Le 1er août, le chirurgien part en vacances. Son remplaçant fera de même une semaine plus tard. Mais l’état d’Anne empire. «J’avais envie de me suicider», dira-t-elle. Le chirurgien interrompt ses vacances et fait poser, le 10 août, «des drains, au niveau des abcès abdominaux et du poumon droit». A cette époque, la clinique, où Anne sera hospitalisée durant un mois, présente des excuses au mari de la patiente pour les problèmes rencontrés par son épouse. Mais la direction lui indique que l’opération s’était déroulée correctement, que les appareils techniques utilisés pour voir dans l’abdomen avaient fonctionné. Un couac est admis: l’imprimante qui permet d’imprimer des photos a eu une panne. Un incident qui n’aurait pas eu d’influence sur l’opération, selon l’établissement.
Le 22 septembre, le chirurgien opère encore une fois Anne qui peine à se rétablir. La clinique lui envoie une facture de 75 000 fr. comprenant notamment les frais de la salle d’opération, les honoraires des anesthésistes, le matériel du bloc opératoire. Le montant n’intègre pas la rémunération du chirurgien qui n’est pas un employé de l’établissement.

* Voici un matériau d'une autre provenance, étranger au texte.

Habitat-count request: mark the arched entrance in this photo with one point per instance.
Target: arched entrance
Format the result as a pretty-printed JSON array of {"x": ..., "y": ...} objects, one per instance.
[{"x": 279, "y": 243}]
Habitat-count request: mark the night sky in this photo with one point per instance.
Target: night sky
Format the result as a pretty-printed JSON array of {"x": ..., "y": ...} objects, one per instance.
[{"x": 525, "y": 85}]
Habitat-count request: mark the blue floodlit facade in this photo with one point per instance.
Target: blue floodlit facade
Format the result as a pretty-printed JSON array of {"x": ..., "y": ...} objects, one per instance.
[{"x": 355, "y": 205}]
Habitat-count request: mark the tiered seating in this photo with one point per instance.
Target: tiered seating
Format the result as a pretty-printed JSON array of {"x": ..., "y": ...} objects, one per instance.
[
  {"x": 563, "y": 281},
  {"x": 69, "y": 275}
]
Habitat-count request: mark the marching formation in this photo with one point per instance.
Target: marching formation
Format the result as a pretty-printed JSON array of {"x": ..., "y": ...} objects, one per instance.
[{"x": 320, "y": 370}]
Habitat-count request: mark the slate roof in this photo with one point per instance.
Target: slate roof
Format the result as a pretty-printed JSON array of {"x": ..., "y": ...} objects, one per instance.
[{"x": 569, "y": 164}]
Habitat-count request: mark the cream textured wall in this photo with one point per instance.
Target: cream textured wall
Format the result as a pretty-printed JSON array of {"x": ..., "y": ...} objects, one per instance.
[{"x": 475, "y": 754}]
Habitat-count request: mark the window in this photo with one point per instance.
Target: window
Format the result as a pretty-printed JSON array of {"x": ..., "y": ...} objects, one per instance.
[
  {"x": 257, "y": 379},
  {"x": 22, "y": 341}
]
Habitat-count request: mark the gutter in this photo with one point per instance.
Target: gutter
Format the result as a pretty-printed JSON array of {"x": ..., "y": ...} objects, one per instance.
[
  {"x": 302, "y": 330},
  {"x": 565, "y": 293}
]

Le 24 décembre 2010, la patiente saisit le TPI en demandant qu’une expertise soit effectuée. Aux yeux d’Anne, l’opération a échoué et la clinique n’a pas procédé rapidement à des examens alors qu’elle se plaignait de douleurs après l’intervention. L’établissement, défendu par Me Pierre Martin-Achard, ne comprend pas pourquoi il serait visé par l’action en justice. La direction relève dans la procédure qu’elle n’a pas fourni de bistouris défectueux, que le suivi après l’opération est du ressort du médecin, qu’elle a fait preuve de la diligence nécessaire et que le personnel hospitalier avait procédé à une surveillance constante. Enfin, elle conteste toute défaillance électrique, «l’appareil opératoire ayant par la suite continué à être utilisé».

Expertise attendue

En avril, le TPI écarte la clinique de la requête d’Anne. Injuste, selon Me Barth. Il saisit la Cour de justice qui lui donne raison le mois dernier: les juges invitent le TPI à enquêter avant d’exclure si besoin l’établissement: «La responsabilité de la clinique pourrait notamment être engagée pour les actes de ses employés et/ou des défauts du matériel fourni, relève l’arrêt. On ne saurait exclure qu’à la suite de mesures probatoires (comme l’expertise) que des chefs de responsabilités de la clinique soient constatés.» Pour Me Martin-Achard, «cette dernière décision ne préjuge donc pas sur le fond de l’affaire. Il n’y a pas d’a priori de la justice dans ce dossier.» Avocat du chirurgien, Me Jean-Cédric Michel ne dit pas autre chose sur l’arrêt: «Il est trop tôt pour exclure une hypothétique et éventuelle responsabilité. Je n’ai rien d’autre à ajouter à ce stade.» Et Me Barth de conclure: «Ma cliente attend sereinement la suite de cette procédure.»